Excerpts from a War in Progress by Elad Haber (part 2 of 4)

The oddest smell filled the cramped car. Among all the cigarettes and fart smells, something incredibly distinctive woke up the car. Conversation was louder, quicker, more injected with humor and therefore followed by waves of laughter. And for the first time since the one brute beside me slapped me, they acknowledged my presence, made some jokes at my expense (mostly about my mother), and then offered me a drag off a strangely-rolled cigarette. I gasped in the heathen’s face. The four of them shook their head as one and laughed some more.
The tension that had built up earlier was now gone, replaced by a calm indifference. As we approached the Castle gates in the bright sun of daylight, the Hitmen grinned but, my heart, feeling pings of dread like splinters in my soul, attempted to sink back to the bottom of my stomach and this massive mountain we had climbed.
No such luck. Everything stayed where it was. The front gate of the Castle, complete with drawbridge, plunging mote, and large gargoyles statues at the top, was open and half-crowded with people. Workers, from the look of their hunched shoulders and vacant expressions; I recognized the type from my years in a ghetto Church in Baltimore. The car rolled over the bridge quickly.

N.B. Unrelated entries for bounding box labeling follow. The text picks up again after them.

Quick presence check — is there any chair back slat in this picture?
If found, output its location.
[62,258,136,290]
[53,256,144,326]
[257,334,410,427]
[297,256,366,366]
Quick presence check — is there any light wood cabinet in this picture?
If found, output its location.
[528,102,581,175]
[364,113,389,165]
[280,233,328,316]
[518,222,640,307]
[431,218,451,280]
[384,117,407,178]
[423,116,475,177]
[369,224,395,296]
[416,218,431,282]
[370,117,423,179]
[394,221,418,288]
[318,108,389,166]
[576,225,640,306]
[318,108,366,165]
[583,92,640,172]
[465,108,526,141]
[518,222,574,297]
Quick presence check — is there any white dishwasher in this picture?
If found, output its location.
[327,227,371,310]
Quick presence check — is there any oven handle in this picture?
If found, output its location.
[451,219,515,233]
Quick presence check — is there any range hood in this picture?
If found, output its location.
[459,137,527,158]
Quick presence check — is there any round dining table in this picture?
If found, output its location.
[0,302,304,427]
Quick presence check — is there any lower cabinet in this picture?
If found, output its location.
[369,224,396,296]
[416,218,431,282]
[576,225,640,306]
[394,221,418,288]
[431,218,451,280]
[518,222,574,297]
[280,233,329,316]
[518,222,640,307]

Even to call it a Castle now feels wrong; ‘city-state’ would be more accurate. On the tight “street” lanes, beneath curved swathes of open air, streets were divided by rows of small shops, one almost on top of the other. On the ‘street’, cars, people, and bicycles somehow moved as one. When one of the passing shoppers saw something of interest, they would take two or three steps to the left or right and step right inside one of the shops. If it was a tiny shop with a crowd waiting to get in, the street itself would not slow down, the customers and waiting-customers would get shoved into adjoining shops, where they would wait, “pretend” to shop, and finally enter the store they want. I’m sure much merchandise was lost each year due to accidental breakage.

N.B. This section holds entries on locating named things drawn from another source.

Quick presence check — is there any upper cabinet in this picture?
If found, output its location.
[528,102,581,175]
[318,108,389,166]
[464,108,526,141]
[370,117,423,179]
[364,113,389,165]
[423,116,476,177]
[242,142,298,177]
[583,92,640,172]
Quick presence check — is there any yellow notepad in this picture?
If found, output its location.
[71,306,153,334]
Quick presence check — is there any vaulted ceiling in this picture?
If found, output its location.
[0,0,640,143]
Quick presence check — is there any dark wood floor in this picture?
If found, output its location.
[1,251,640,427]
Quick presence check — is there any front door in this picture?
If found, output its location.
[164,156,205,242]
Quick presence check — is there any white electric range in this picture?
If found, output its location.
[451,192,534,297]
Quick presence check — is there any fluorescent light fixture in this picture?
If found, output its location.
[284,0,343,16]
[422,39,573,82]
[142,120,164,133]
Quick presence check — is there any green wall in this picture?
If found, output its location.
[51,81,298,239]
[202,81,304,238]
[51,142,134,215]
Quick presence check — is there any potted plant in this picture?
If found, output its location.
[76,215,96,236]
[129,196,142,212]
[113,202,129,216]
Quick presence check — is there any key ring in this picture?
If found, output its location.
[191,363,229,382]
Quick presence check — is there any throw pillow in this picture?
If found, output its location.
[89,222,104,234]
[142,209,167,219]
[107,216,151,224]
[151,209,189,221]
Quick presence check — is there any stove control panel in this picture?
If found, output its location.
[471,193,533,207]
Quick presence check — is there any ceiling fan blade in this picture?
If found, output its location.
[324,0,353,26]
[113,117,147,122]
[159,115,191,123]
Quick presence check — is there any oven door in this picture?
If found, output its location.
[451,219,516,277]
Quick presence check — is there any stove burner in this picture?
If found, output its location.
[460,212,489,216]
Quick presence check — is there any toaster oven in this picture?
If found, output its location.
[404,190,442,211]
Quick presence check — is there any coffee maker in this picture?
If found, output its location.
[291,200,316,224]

Occasionally, a skateboarder would slice about through the street full of single-lane movement and disrupt the whole flow of traffic. A lot of shouting and cursing (and sometimes violence) would follow. As you can imagine, the intense traffic of people cars, and wheeled-forms of transportation was slow-going. The Hitmen rolled and smoked another joint while I tried to make sense of this crazy juxtaposition of realities being played out before me. I felt like I was in an Indiana Jones film, that scene in one of the movies where he’s being chased through a bazaar by black-cloaked assassins. Except my assassins hadn’t made their appearance yet; they were hiding just around the corner.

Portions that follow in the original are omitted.